La BAC violence sur sans-abris et son chien (vice de police)
envoyé par MilitantVibes

Article réalisé par Djez

2 commentaires »

  • Marie dit :

    Dans le 12ème arrondissement de Paris en novembre, le soir la nuit s’annonce froide: des policiers veulent chasser un SDF de sa bouche de chaleur. Je leur fais remarquer qu’il fait froid (le SDF est familier du quartier, alcoolique mais pas agressif, il me parait fragilisé par l’hiver). Un des policier a ces mots: “Ca ça doit partir de là”. Ils prétendaient être mandatés par “la Maire du 12ème”.

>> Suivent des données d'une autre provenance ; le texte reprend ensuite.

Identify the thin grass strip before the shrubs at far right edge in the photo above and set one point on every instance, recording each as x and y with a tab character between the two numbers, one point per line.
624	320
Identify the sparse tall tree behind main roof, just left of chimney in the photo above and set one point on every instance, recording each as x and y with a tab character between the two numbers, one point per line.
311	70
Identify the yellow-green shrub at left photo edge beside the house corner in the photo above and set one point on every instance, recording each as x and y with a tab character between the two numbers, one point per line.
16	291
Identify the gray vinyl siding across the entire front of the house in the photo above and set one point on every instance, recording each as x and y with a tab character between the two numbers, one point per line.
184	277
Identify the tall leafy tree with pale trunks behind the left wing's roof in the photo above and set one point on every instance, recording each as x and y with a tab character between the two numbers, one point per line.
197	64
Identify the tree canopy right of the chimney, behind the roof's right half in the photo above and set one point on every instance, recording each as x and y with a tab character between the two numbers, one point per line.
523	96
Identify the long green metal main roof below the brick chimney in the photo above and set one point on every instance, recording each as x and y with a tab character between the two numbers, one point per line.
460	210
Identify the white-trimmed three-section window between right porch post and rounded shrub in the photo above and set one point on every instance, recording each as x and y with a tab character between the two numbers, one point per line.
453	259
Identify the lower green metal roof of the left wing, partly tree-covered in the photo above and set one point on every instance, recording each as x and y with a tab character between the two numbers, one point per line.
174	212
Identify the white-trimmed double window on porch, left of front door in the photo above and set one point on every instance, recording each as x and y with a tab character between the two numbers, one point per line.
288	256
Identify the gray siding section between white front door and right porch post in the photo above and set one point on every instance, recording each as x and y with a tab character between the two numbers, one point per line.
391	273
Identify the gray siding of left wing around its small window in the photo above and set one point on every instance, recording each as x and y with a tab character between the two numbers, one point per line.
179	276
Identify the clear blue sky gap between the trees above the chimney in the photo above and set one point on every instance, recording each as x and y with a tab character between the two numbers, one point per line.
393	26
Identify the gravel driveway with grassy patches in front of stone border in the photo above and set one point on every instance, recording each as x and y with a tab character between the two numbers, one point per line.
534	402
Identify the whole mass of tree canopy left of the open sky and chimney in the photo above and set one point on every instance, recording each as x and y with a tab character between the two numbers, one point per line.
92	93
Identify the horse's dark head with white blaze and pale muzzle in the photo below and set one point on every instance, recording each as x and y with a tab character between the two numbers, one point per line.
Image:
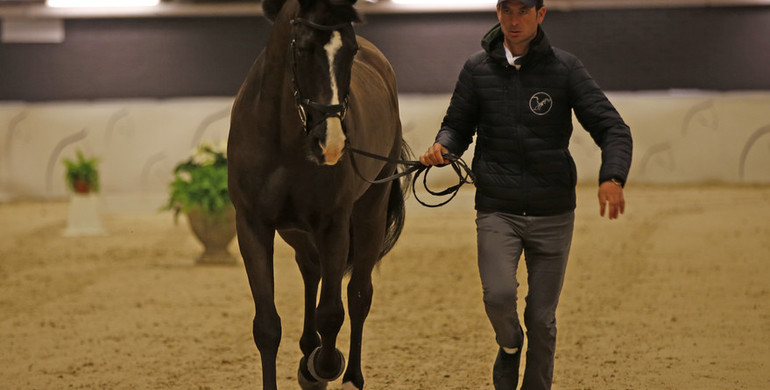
322	50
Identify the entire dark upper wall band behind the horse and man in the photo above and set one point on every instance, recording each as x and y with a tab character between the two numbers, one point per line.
713	48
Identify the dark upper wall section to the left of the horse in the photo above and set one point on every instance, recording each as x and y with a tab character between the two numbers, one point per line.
127	58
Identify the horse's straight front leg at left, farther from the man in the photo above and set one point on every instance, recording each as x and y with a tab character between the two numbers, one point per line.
256	244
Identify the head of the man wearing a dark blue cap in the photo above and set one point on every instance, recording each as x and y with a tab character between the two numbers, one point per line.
519	23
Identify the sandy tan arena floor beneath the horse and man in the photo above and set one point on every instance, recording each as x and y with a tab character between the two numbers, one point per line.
675	295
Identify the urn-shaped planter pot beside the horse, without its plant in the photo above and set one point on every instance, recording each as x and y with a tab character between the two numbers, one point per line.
215	232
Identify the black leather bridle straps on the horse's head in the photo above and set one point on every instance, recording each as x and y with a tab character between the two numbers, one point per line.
304	104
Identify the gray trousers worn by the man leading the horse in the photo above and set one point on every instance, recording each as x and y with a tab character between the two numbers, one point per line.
545	243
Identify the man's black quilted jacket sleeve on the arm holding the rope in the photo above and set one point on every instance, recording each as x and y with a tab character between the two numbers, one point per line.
461	119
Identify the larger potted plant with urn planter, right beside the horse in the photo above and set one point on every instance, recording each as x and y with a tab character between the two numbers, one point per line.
199	190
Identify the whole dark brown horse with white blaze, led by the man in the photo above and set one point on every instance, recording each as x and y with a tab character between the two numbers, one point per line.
315	89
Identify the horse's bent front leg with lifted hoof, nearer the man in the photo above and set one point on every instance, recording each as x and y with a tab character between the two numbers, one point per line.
327	362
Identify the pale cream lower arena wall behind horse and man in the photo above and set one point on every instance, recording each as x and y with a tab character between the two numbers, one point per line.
680	137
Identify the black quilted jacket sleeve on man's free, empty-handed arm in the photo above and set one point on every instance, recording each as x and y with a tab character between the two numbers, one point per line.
600	118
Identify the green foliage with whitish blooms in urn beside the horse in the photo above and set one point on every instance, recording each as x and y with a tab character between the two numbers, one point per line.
201	182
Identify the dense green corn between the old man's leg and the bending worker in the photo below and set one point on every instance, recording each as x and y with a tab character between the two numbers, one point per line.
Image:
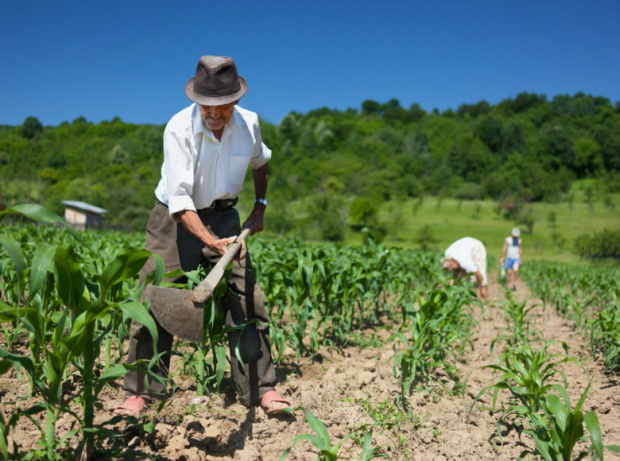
324	294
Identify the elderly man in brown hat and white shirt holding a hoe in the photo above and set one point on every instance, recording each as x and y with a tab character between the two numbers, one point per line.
208	148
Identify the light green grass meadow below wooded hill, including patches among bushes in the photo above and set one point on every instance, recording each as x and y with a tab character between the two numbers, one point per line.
450	219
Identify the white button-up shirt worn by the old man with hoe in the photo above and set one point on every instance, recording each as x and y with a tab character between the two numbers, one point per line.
198	168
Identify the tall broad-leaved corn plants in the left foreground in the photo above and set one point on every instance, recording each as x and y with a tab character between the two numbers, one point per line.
65	304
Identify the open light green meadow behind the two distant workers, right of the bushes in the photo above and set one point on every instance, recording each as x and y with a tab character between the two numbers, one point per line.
450	219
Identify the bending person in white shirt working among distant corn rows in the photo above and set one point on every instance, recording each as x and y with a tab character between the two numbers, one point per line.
467	256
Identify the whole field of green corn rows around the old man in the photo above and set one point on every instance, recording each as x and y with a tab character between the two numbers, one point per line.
67	300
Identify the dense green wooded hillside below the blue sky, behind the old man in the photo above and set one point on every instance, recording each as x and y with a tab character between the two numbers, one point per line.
526	148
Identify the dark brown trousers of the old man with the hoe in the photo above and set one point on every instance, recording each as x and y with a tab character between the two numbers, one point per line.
243	303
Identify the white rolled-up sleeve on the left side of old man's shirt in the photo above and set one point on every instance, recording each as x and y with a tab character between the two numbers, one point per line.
179	173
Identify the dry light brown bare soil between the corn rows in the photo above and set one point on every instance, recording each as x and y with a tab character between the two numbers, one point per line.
345	389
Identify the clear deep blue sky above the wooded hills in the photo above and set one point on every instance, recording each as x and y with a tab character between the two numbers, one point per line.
101	59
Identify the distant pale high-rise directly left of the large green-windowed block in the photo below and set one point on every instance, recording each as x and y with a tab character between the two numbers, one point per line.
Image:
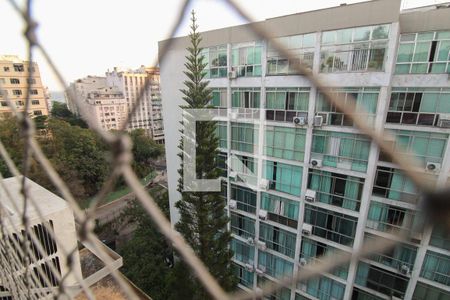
148	115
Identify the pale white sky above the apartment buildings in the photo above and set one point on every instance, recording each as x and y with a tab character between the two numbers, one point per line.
86	37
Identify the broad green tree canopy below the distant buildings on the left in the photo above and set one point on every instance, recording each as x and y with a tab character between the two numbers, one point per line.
80	157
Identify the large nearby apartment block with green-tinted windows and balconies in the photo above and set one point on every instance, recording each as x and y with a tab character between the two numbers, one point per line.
302	181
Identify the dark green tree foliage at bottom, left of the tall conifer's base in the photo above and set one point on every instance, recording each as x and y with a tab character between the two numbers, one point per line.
147	256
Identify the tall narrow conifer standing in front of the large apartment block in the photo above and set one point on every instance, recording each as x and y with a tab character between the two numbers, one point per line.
203	221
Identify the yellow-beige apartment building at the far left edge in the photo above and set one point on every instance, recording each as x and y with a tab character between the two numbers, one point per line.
14	82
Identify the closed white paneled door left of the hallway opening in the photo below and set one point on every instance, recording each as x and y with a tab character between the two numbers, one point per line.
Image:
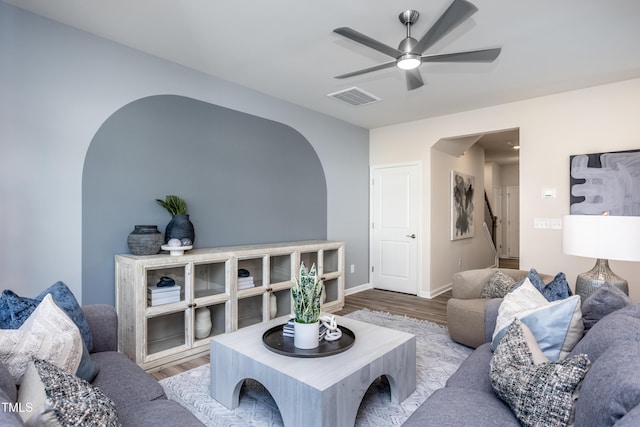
395	216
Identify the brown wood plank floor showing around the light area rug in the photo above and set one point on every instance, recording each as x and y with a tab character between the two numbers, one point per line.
433	310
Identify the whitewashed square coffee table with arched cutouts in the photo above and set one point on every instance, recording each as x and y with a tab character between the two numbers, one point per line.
323	391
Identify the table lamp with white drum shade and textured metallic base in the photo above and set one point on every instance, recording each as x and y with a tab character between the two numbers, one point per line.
603	237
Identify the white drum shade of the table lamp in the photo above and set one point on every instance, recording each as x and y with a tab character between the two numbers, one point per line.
602	236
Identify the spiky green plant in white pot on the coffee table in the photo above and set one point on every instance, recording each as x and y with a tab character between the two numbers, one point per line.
306	294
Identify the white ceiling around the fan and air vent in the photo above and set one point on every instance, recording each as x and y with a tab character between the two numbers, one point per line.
287	49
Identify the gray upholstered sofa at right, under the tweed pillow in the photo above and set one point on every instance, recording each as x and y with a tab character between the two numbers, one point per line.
609	395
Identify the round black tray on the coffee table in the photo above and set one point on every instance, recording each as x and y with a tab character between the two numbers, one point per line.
278	343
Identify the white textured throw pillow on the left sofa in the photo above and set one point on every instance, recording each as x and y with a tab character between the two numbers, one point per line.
47	334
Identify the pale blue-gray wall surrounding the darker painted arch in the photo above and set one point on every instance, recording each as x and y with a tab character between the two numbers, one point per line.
59	86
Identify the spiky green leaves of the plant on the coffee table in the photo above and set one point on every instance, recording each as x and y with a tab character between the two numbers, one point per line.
306	295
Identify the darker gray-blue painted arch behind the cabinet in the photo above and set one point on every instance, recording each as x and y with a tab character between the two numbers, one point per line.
245	180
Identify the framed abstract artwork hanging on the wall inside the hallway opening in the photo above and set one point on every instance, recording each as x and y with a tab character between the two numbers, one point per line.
462	189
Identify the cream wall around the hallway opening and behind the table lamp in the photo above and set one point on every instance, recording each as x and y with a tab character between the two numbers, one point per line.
597	119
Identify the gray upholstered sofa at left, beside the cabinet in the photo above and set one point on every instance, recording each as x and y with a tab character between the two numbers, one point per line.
140	400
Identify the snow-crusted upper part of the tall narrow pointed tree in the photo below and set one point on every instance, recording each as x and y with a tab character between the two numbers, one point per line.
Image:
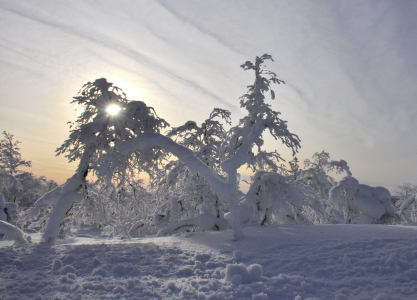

    Je leur ai dit qu’ils s’adressaient à un être humain et que j’étais scandalisée par leur volonté de le chasser d’une bouche de chaleur en hiver. L’un des policiers s’est alors posté devant moi, les jambes écartées et les mains sur les hanches, en me regardant sans rien dire comme pour m’intimider. Je leur ai également fait remarquer que si on le retrouvait, plus tard, mort dans un coin, cela pourrait être ennuyeux pour eux. Ils sont partis.

    Mes impôts devraient financer une police qui vient au secours des plus faibles, pas des tabasseurs, pas des policiers violents.

  • k-raf dit :

    s1pa la vidéo!
    comme d’habitude, tjrs au coeur de l’action le champenoi!!